The Endocannabinoid System

We keep hearing about CBD, and some sources are making big claims about what it can do for people. To understand how cannabidiol, or CBD, benefits us, it is crucial to have information about how it works in our bodies. Therefore, a discussion of the endocannabinoid system, or ECS, is essential. We have only known about the ECS since 1990, and it isn’t yet understood fully, but we will share some important information to get you started.

 

The ECS at a Glance

Everyone has an ECS even if you don’t use cannabis, THC (delta-9-tetrahydrocannabinol) or CBD, and it is found in all vertebrate species. Experts are still trying to understand the ECS fully. What we do know is that it plays a part in several systems and body functions, including:

 

  • Liver function
  • Reproductive system function and fertility
  • Muscle formation
  • Bone remodeling and growth
  • Stress
  • Skin and nerve function
  • Appetite and digestion
  • Inflammation and other immune system responses
  • Mood
  • Learning and memory
  • Motor control
  • Sleep
  • Cardiovascular system function
  • Metabolism
  • Chronic pain

 

It is also believed that ECS is heavily involved in brain development, the ability to adapt, immunity, and almost every aspect of our physiology.

 

The ECS is made of three core components: endocannabinoids, receptors, and enzymes.

 

 

  • Endocannabinoids

 

Endocannabinoids are molecules made by your body. They’re similar to phytocannabinoids produced in cannabis, but your body produces them. Endocannabinoids help keep internal functions running smoothly. Your body produces them when you need them.

 

 

  • Endocannabinoid Receptors

 

These receptors are found throughout your body, and endocannabinoids bind to them to signal that the ECS needs to act. There are two central endocannabinoid receptors:

  • CB1 receptors, which are mostly found in the central nervous system
  • CB2 receptors, which are found primarily in your peripheral nervous system, especially immune cells

Endocannabinoids can bind to either receptor. The results of the binding change depending on several variables. Endocannabinoids might target CB1 receptors in a spinal nerve to relieve pain. Others might bind to a CB2 receptor in your immune cells to signal inflammation

 

ECS receptors are best compared to the locks as they are designed to be opened by the particular key. The keys are the endocannabinoids.

 

 

  • Enzymes

 

Enzymes are responsible for breaking down endocannabinoids once they’ve carried out their function. These enzymes ensure that endocannabinoids get used when they’re needed. 

 

The Concept of Homeostasis

Homeostasis is the ability of your body to keep functioning despite changes or stressors.
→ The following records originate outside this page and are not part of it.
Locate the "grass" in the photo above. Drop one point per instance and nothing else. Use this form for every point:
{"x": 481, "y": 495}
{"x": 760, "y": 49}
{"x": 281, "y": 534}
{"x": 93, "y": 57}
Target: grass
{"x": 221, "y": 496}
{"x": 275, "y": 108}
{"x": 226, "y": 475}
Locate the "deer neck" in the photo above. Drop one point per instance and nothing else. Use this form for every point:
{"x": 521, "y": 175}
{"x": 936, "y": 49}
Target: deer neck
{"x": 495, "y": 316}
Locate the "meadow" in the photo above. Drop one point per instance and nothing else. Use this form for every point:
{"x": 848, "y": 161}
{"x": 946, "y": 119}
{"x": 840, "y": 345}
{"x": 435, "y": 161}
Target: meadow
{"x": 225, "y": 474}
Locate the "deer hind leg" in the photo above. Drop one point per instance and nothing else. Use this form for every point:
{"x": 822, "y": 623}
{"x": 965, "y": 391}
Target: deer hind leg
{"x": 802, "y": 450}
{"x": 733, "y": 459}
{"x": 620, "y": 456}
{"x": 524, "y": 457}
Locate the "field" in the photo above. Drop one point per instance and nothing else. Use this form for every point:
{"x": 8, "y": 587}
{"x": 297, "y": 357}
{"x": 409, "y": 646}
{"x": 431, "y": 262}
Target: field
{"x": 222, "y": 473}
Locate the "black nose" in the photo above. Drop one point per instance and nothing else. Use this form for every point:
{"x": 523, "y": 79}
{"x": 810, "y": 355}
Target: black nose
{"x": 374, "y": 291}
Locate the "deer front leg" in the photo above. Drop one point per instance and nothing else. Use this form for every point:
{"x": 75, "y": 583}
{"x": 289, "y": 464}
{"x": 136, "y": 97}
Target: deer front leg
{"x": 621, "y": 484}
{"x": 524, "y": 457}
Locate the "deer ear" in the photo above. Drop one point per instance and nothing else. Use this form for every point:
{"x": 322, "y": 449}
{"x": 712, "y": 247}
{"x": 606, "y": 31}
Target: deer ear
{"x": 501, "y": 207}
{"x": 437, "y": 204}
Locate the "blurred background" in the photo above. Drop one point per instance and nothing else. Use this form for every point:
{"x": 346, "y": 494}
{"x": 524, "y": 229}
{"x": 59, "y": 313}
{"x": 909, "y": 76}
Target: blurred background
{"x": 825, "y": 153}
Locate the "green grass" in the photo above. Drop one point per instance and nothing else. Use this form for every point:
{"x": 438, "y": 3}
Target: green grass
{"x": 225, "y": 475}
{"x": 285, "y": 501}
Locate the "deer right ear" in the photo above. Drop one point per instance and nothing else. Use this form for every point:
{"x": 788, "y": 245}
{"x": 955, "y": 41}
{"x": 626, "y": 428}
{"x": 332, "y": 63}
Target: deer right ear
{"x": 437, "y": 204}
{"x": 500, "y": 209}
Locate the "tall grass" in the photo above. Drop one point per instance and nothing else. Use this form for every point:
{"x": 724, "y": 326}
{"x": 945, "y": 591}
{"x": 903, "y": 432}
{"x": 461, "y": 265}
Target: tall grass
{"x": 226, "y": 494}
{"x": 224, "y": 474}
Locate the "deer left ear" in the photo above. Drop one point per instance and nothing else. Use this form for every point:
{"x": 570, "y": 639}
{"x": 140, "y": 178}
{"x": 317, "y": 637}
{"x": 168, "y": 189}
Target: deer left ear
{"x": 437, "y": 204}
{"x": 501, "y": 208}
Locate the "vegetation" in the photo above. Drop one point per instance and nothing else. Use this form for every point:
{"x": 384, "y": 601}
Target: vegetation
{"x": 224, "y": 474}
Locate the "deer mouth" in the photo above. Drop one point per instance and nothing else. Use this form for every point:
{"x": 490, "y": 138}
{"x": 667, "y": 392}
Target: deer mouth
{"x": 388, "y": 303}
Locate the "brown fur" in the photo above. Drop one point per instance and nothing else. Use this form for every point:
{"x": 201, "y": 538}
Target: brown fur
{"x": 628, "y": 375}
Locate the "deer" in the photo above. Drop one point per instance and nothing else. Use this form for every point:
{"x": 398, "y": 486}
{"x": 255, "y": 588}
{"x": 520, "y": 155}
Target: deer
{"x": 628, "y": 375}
Our systems work together to maintain and organize our internal chemistry to achieve homeostasis in the body. In healthy organisms, processes related to homeostasis run automatically. Many systems work together to hold steady a single physiological factor, like body temperature. If there is a change in any of the systems, we might get sick or even die. The ECS is deeply involved in homeostasis and, therefore, keeping us healthy.  

 

Clinical Endocannabinoid Deficiency Syndrome

Clinical Endocannabinoid Deficiency (CED) is a syndrome that has been proposed as a cause of several illnesses and diseases, but at this point, it remains a theory introduced by Dr. Ethan Russo in 2003. He bases its idea on the discovery that many disorders are due to deficiencies in either endocannabinoids or receptors that the body needs to function correctly. Dr. Russo suggests that deficiencies in the ECS could be behind many diseases and that stimulating the ECS through the application of cannabinoids could resolve many health problems. For example, migraine headaches, fibromyalgia, Irritable Bowel Syndrome, and related conditions have things in common that suggest an endocannabinoid deficiency that may be able to be treated with cannabinoid medicines such as CBD.

 

How does CBD interact with the ECS?

CBD is a primary cannabinoid found in cannabis, and it may be able to help address issues related to CED. CBD doesn’t make you “high” and typically doesn’t cause any adverse effects.

 

Experts aren’t entirely sure how CBD interacts with the ECS, but they do know that most cannabinoids can bind to both the CB1 and CB2 types of receptors. This is true for both the endocannabinoids (made in the body) and phytocannabinoids (made in plants). However, the phytocannabinoid CBD doesn’t directly trigger either receptor. CBD plays a more significant role in the ECS, influencing other types of receptors while also enhancing your natural levels of endocannabinoids. 

 

Many believe CBD works by preventing endocannabinoids from being broken down. This allows them to have more of an effect on your body. Others believe that CBD binds to a receptor that hasn’t been discovered yet.  One popular theory says that CBD modifies CB1 receptors so that they are harder to activate and that CBD helps boost your natural levels of endocannabinoids. This dual activity of CBD on the endocannabinoid system, as well as its innumerable benefits on other systems, can create a balancing effect for many people. There is still much to learn.

 

While the details of how it works are still under debate, research suggests that CBD can help with chronic pain, substance use disorder, Irritable Bowel Syndrome, and other symptoms associated with multiple conditions.